Use the simulator for correctness + constraint iteration. Use hardware for perf numbers and final sign-off.

Namespace: `nki.*` is canonical¶

NKI 0.3.0 promotes nki.* as the official namespace; the legacy neuronxcc.nki.* shim still works in 2.29 but is deprecated. trnblas imports exclusively from nki.*:

import nki
import nki.isa as nisa
import nki.language as nl

Minimum dependency: nki>=0.3.0 (Neuron SDK 2.29+) — declared in the [neuron] extra of pyproject.toml.

Breaking changes we navigated in NKI 0.3.0¶

All kernels migrated. Recorded here so future kernels start correct:

Area	Before (Beta 2)	After (0.3.0)
Namespace	`neuronxcc.nki.*`	`nki.*`
`nc_matmul` call	`psum[...] += nisa.nc_matmul(a, b)` returns tile	`nisa.nc_matmul(dst=psum, stationary=a, moving=b, accumulate=True)` writes in-place
Args are keyword-only	Positional OK	`stationary` / `moving` / `dst` all required kwargs
PSUM → HBM via nl.store	`c_sbuf = nl.copy(psum, ...); nl.store(hbm, value=c_sbuf)`	`dma_copy` refuses PSUM source. Use `nisa.tensor_copy(src=psum, dst=sbuf_tile)` then `nl.store(hbm, value=sbuf_tile)`
Tensor-tensor `nl.divide(a, b)`	Supported	Dropped.

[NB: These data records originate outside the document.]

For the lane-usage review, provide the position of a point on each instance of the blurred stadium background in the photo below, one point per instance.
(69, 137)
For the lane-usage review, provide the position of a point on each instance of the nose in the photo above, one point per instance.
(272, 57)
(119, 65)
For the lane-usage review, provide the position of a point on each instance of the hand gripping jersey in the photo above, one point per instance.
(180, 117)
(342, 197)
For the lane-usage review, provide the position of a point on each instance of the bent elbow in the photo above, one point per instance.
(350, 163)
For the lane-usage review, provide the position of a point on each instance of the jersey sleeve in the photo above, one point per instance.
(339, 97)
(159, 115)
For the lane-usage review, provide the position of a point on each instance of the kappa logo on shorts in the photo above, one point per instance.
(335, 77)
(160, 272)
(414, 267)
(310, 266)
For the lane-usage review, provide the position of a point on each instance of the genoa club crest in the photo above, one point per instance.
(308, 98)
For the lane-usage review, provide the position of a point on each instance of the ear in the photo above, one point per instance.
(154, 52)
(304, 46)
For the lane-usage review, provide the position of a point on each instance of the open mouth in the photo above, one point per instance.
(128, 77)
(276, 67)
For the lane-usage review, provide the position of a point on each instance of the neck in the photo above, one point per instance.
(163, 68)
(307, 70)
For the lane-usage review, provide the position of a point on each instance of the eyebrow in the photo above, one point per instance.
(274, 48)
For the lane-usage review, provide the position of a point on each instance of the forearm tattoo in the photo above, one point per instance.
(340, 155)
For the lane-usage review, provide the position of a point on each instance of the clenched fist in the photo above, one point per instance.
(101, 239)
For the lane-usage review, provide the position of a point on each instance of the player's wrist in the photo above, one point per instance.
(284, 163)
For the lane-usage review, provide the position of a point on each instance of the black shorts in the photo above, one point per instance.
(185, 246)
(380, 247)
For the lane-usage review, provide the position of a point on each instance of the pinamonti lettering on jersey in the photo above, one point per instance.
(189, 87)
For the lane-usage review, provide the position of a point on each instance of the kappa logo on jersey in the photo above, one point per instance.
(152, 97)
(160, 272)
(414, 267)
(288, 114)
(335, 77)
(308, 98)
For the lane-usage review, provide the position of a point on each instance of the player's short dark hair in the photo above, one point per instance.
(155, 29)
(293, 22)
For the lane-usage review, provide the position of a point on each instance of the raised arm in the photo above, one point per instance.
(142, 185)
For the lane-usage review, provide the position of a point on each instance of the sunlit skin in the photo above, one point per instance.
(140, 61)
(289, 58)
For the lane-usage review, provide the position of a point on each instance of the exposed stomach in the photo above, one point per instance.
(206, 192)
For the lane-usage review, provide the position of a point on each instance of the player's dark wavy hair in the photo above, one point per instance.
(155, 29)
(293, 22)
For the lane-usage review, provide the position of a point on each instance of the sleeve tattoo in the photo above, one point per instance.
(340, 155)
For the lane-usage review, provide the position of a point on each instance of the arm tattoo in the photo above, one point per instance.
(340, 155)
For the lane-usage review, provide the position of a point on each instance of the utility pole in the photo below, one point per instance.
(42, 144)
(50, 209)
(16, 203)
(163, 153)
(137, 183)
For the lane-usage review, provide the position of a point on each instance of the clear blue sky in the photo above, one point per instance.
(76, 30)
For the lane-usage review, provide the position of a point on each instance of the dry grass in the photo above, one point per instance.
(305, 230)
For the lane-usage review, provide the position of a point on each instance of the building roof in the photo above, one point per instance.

Use `nl.multiply(a, nl.reciprocal(b))`

See NKI 0.3.0 migration guide for the complete breaking-change list.

Design discipline¶

Kernels in trnblas should exploit Trainium architecture rather than port cuBLAS equivalents. Before designing a new kernel, state which of these features it uses:

Multi-engine pipelining — Tensor + Vector + Scalar + GPSIMD engines run concurrently. Express dataflow so the compiler can schedule them in parallel.
Explicit SBUF hierarchy — 24 MB on-chip, 128 partitions × 192 KB free. Keep operands resident across many ops; avoid HBM round-trips explicitly.
Persistent operands — load once, reuse across many ops.
PSUM accumulator — 32-bit accumulator tile independent of SBUF, sized for systolic-array output. Use the accumulate=True path on nc_matmul to keep results there.
Fused non-matmul reductions — patterns like T * (2T − Tᵀ) / denom .sum() have no cuBLAS equivalent. NKI lets us express them.

If the answer is "this is the NKI version of the cuBLAS call," the framing is wrong — rethink what the kernel should be doing.